One of the first mentions of the possibility of heart transplantation was by American medical researcher Simon Flexner, who declared in a reading of his paper on “Tendencies in Pathology” in the University of Chicago in 1907 that it would be possible in the then-future for diseased human organs substitution for healthy ones by surgery — including arteries, stomach, kidneys and heart.

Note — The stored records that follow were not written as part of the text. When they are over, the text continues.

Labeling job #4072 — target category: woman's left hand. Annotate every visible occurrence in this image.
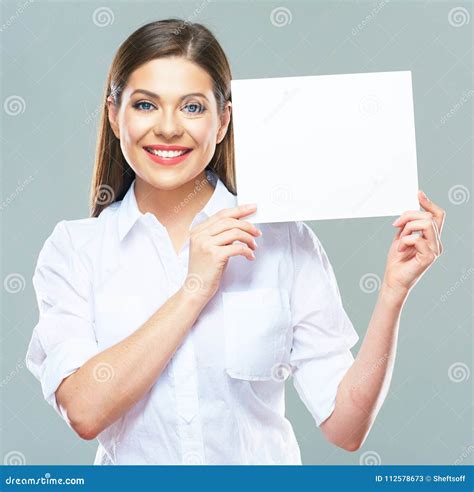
[383,190,446,294]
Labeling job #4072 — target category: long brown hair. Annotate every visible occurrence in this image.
[90,19,236,217]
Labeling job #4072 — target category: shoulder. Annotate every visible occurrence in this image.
[40,203,118,256]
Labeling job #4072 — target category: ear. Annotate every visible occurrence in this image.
[216,101,232,144]
[107,96,120,140]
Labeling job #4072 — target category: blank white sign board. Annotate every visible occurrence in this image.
[231,71,419,223]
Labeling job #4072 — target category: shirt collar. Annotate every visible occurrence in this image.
[118,169,237,241]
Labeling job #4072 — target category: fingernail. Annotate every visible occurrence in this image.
[420,190,429,200]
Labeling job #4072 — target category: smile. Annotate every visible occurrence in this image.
[143,147,193,166]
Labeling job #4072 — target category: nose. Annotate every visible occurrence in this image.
[154,109,183,140]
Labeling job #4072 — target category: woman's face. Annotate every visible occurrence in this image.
[108,57,231,190]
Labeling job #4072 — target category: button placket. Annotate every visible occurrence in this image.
[170,308,204,464]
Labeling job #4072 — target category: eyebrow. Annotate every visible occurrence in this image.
[130,89,209,101]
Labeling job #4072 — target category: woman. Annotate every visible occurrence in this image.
[27,19,445,464]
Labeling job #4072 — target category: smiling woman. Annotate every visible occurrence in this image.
[26,19,444,465]
[91,19,236,217]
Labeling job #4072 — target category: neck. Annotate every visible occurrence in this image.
[135,171,214,228]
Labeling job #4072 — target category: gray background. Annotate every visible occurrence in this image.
[0,0,474,464]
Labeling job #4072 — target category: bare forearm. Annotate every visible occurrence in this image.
[321,283,408,450]
[56,290,205,439]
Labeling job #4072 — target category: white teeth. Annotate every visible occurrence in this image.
[148,148,186,158]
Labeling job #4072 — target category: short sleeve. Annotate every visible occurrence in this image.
[290,222,359,427]
[25,220,98,417]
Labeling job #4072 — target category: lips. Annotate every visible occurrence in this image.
[143,145,193,166]
[143,145,192,150]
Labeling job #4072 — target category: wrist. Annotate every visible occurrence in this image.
[379,280,410,306]
[178,285,209,310]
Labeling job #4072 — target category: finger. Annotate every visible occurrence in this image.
[399,219,439,254]
[193,204,257,232]
[206,217,262,237]
[212,229,257,251]
[418,190,446,234]
[392,210,433,227]
[217,243,255,260]
[400,236,437,265]
[433,219,444,254]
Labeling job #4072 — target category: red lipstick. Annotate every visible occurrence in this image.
[143,145,193,166]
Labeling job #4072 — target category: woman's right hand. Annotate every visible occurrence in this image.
[182,205,262,303]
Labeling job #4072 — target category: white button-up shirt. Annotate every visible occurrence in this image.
[26,171,359,465]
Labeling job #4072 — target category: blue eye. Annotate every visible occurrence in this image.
[133,101,154,111]
[185,103,206,114]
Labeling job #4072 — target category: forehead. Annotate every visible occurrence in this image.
[125,57,212,98]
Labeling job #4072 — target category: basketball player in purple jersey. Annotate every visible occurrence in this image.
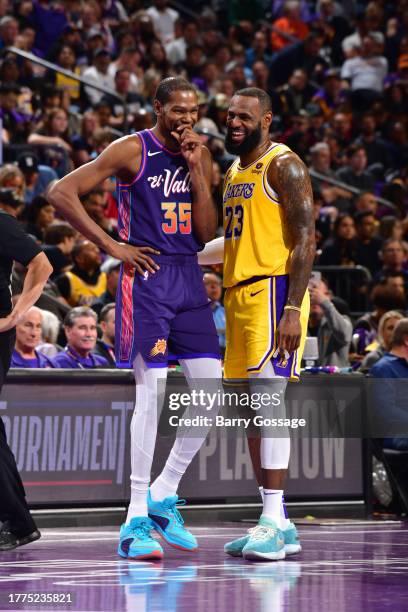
[49,77,222,559]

Not having a human donor heart available, James D. Hardy of the University of Mississippi Medical Center transplanted the heart of a chimpanzee into the chest of a dying Boyd Rush in the early morning of Jan. 24, 1964. Hardy used a defibrillator to shock the heart to restart beating. This heart did beat in Rush's chest for 60 to 90 minutes (sources vary), and then Rush died without regaining consciousness. Although Hardy was a respected surgeon who had performed the world's first human-to-human lung transplant a year earlier, author Donald McRae states that Hardy could feel the "icy disdain" from fellow surgeons at the Sixth International Transplantation Conference several weeks after this attempt with the chimpanzee heart. Hardy had been inspired by the limited success of Keith Reemtsma at Tulane University in transplanting chimpanzee kidneys into human patients with kidney failure. The consent form Hardy asked Rush's step sister to sign did not include the possibility that a chimpanzee heart might be used, although Hardy stated that he did include this in verbal discussions.